If human consumers can be fooled, so can human purchasing agents and procurement specialists. “OK,” you respond, “I’ll just get an AI to do the purchasing and procurement. Problem solved.”

But here we are, back in the realm of transaction costs. You might need a frontier AI and a lot of expensive tokens to check the ever-expanding galaxy of fake companies in a way that would allow you to make a reliable outsourcing decision.

Nor would it even necessarily take fraud and manipulation in order to make arm’s-length transactions between AIs unreliable. Human beings are relatively consistent over time — if I do business with you today, I can be reasonably sure that doing business with you tomorrow will be similar, because your knowledge and skills and character etc. are all going to be roughly the same.

This is not generally true with AI — at least, not with the AIs that exist today. They are ephemeral creatures; their ability to maintain the same goals, personalities, and capabilities over the weeks or months or even years of a business-to-business contractor relationship has yet to be demonstrated.

So in the world where everyone doing business is an AI agent, even if your company verifies that it’s dealing with a real and honest contractor, that verification might not hold for long.

If AIs remain inconsistent over time, trust will therefore have to be reestablished from scratch every so often, and that could be expensive. In fact, we’ve already seen an example of just how expensive constant re-verification of trust can be: Bitcoin.

In order to do away with the need for intermediaries like banks to verify transactions, Bitcoin has to reestablish trust between counterparties every time a transaction is performed.
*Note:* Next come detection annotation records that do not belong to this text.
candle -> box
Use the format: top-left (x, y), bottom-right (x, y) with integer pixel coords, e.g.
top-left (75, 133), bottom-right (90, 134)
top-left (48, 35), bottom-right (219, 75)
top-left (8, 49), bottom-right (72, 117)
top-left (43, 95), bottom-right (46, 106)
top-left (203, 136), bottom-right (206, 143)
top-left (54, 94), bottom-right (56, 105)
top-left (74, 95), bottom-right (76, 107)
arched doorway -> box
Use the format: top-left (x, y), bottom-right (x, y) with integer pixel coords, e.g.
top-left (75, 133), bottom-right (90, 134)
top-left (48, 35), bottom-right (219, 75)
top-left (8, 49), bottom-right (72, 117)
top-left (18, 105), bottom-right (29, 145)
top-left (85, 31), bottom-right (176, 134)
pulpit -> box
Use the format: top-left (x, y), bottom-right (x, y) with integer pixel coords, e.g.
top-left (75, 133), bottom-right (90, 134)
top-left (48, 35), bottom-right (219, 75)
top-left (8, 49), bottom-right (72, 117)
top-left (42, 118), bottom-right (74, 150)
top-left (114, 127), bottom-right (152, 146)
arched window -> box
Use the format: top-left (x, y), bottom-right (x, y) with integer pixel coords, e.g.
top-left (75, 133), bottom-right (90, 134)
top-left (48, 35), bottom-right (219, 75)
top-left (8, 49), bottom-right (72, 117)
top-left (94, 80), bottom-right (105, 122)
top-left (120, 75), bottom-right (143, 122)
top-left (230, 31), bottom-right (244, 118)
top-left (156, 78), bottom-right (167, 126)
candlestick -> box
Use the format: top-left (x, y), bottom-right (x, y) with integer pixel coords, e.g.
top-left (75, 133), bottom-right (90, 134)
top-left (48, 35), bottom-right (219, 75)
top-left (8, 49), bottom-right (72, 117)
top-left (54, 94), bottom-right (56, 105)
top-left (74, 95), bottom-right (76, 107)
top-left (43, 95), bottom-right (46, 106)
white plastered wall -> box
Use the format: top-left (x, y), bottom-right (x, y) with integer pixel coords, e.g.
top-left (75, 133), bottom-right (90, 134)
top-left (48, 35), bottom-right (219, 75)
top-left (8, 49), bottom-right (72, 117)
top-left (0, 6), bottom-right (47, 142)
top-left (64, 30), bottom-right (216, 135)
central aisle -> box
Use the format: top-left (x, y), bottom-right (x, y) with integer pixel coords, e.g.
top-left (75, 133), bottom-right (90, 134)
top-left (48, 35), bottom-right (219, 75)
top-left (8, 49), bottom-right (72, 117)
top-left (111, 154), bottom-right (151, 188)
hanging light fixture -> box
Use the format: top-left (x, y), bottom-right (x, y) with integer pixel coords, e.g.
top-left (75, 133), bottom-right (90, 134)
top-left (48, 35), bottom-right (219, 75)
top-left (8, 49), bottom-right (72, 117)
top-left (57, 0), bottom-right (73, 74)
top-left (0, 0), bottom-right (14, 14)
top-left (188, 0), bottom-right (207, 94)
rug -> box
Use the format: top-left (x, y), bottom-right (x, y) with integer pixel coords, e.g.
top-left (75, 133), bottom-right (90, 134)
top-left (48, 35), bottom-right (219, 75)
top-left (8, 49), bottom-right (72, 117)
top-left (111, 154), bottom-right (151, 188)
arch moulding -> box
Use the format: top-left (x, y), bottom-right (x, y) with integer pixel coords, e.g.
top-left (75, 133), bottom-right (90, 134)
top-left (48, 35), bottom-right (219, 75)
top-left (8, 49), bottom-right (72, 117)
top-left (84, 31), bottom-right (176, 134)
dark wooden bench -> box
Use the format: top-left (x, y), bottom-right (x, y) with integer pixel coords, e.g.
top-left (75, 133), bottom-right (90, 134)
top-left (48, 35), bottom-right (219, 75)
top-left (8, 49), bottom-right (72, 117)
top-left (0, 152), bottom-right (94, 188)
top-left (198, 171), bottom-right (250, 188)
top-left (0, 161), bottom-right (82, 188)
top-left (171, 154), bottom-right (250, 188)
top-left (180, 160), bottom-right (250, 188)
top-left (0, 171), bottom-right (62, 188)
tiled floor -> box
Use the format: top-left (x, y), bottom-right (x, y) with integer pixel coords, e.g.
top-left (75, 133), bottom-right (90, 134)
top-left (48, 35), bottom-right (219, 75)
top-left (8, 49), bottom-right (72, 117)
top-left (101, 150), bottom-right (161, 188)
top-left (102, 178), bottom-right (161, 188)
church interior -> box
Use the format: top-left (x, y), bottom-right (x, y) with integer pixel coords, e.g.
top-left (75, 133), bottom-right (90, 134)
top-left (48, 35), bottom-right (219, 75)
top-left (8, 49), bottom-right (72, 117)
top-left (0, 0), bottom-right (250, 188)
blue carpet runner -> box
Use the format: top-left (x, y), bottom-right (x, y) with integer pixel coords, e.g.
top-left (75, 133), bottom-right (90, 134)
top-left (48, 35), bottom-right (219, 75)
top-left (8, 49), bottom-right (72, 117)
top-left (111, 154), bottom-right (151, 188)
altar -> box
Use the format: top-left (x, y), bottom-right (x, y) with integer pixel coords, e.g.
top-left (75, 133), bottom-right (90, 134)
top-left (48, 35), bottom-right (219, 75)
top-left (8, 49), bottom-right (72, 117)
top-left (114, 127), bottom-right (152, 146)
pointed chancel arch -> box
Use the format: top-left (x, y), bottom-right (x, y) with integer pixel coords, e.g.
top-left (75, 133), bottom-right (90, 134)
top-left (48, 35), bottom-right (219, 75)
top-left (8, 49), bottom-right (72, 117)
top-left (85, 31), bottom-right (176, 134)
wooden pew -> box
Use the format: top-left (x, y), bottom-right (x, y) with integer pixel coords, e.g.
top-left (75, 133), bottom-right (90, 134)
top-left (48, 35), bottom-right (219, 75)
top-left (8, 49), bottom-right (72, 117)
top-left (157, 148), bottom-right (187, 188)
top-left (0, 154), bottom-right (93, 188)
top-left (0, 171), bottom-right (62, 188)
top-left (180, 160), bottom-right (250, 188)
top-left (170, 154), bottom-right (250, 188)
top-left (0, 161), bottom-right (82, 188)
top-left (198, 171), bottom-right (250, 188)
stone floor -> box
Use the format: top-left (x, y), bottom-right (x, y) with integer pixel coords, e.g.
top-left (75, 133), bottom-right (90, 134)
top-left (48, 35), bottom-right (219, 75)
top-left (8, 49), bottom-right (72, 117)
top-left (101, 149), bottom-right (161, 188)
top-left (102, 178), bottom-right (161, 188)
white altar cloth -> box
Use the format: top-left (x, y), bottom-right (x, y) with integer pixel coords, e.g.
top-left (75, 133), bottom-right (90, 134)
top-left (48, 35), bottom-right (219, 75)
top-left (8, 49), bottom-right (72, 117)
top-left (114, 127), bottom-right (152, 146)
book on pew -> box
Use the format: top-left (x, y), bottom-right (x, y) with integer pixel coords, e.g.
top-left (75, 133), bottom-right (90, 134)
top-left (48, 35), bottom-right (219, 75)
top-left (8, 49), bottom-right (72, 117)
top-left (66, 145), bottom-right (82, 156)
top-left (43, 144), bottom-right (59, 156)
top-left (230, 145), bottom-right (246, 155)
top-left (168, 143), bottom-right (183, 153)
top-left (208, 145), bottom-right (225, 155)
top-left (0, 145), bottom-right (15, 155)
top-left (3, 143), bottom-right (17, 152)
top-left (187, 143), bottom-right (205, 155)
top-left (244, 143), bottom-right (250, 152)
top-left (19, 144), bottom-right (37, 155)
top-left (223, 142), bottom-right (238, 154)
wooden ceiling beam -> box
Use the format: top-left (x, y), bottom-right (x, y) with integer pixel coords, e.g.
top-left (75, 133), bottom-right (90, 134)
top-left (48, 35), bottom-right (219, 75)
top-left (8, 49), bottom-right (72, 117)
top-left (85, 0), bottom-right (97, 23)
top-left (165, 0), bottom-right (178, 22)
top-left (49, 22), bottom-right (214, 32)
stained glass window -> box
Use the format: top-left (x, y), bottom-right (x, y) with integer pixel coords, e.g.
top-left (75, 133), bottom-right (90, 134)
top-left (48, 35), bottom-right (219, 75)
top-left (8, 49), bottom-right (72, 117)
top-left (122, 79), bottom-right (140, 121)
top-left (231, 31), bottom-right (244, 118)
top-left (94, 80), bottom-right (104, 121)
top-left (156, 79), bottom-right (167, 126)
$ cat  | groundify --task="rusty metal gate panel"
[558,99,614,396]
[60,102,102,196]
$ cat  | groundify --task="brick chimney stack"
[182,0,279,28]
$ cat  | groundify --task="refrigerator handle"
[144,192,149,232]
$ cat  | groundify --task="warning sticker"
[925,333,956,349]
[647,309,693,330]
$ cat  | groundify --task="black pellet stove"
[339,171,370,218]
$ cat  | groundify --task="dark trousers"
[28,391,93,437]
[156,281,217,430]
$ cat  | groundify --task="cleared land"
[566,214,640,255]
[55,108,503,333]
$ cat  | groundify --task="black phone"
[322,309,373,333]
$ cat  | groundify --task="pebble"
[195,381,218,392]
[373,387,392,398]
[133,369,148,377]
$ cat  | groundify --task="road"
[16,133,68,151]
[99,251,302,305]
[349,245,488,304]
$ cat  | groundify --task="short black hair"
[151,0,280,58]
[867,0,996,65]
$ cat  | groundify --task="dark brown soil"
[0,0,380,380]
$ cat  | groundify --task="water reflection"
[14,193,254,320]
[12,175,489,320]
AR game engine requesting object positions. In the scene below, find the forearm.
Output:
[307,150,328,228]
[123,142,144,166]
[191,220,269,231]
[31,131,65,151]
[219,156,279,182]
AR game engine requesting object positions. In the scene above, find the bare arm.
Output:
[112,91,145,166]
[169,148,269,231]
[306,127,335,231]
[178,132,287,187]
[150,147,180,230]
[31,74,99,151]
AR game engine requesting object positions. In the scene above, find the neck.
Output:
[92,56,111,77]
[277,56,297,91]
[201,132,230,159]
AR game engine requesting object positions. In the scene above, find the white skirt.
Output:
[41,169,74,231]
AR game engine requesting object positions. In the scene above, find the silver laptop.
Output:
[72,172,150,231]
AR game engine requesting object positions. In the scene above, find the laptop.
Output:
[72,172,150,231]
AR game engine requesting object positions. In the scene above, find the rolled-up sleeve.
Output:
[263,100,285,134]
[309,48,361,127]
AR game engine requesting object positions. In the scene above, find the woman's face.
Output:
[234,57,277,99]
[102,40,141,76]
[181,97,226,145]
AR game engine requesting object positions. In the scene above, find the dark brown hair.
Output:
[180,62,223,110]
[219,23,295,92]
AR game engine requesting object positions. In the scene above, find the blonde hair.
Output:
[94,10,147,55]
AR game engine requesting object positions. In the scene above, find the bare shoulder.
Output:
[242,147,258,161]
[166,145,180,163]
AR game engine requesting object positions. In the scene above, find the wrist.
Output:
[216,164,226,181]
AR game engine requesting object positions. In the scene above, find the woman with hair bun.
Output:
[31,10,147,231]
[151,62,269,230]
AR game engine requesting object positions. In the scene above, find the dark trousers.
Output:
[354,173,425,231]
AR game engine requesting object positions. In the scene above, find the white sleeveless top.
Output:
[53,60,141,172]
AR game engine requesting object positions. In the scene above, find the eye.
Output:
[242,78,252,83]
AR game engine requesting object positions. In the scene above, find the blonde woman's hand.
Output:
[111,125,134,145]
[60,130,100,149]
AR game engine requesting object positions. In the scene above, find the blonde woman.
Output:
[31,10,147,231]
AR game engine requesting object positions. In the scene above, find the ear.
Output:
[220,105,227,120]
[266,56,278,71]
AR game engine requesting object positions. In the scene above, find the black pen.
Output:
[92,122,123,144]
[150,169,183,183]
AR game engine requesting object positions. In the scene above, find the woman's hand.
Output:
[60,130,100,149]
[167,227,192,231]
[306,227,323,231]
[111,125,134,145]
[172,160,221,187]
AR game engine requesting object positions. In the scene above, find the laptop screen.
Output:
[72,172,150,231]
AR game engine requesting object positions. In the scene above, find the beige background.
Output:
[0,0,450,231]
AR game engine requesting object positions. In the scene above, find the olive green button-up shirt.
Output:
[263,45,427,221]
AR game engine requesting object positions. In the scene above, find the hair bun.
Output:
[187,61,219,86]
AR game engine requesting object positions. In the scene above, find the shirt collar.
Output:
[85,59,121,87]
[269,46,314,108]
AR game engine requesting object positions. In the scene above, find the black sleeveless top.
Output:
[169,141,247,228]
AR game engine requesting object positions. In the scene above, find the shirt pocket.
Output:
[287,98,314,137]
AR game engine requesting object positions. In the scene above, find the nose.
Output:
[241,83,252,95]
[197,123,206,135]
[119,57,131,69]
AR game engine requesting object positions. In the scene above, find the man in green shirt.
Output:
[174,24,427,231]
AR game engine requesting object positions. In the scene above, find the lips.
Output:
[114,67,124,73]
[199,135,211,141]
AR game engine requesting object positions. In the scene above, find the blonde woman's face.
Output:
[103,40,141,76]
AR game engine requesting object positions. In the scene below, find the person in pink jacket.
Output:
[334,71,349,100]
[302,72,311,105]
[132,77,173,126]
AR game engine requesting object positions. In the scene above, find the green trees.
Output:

As Eric Budish has shown, constant reestablishment of trust is incredibly expensive in terms of electricity, which basically dooms Bitcoin’s use as a medium of exchange.

So AI doesn’t have to be an unreliable partner in order to put an end to the world of ubiquitous online contracting that we’ve built over the past three decades. All it has to be is a partner whose reliability is expensive to verify.

If AI brings about a world of higher transaction costs, due to the inherent unreliability of long-term arm’s-length dealings between AI agents, then the AI age will probably be one of bigger companies.

Internal procedures for verifying trustworthiness — the AI equivalent of walking down the hall and knocking on the door of your own internal corporate division — might be the new equivalent of the informal long-term relationships that lower transaction costs within a typical human-staffed company.

In a post back in April, I predicted that Japan-style “salarymen” occupations — ever-shifting irregular bundles of tasks within a single big company — might be a more important kind of job all around the world going forward.

But the transaction cost theory of the firm could give us another reason to expect the same. If only big companies can establish internal trust cheaply, then many humans — whatever kind of work they’re still doing 10 or 30 years from now — will be working for big companies.

That doesn’t mean solopreneurship is a temporary trend or a dead end. There are probably many lines of business in which long-term trust between agents carrying out specialized business processes is not a big deal.

In those areas, solopreneurs will flourish. We may thus see a bifurcated distribution of company sizes and job types — a vast horde of solopreneurs, and a few monster companies employing huge numbers of wage earners.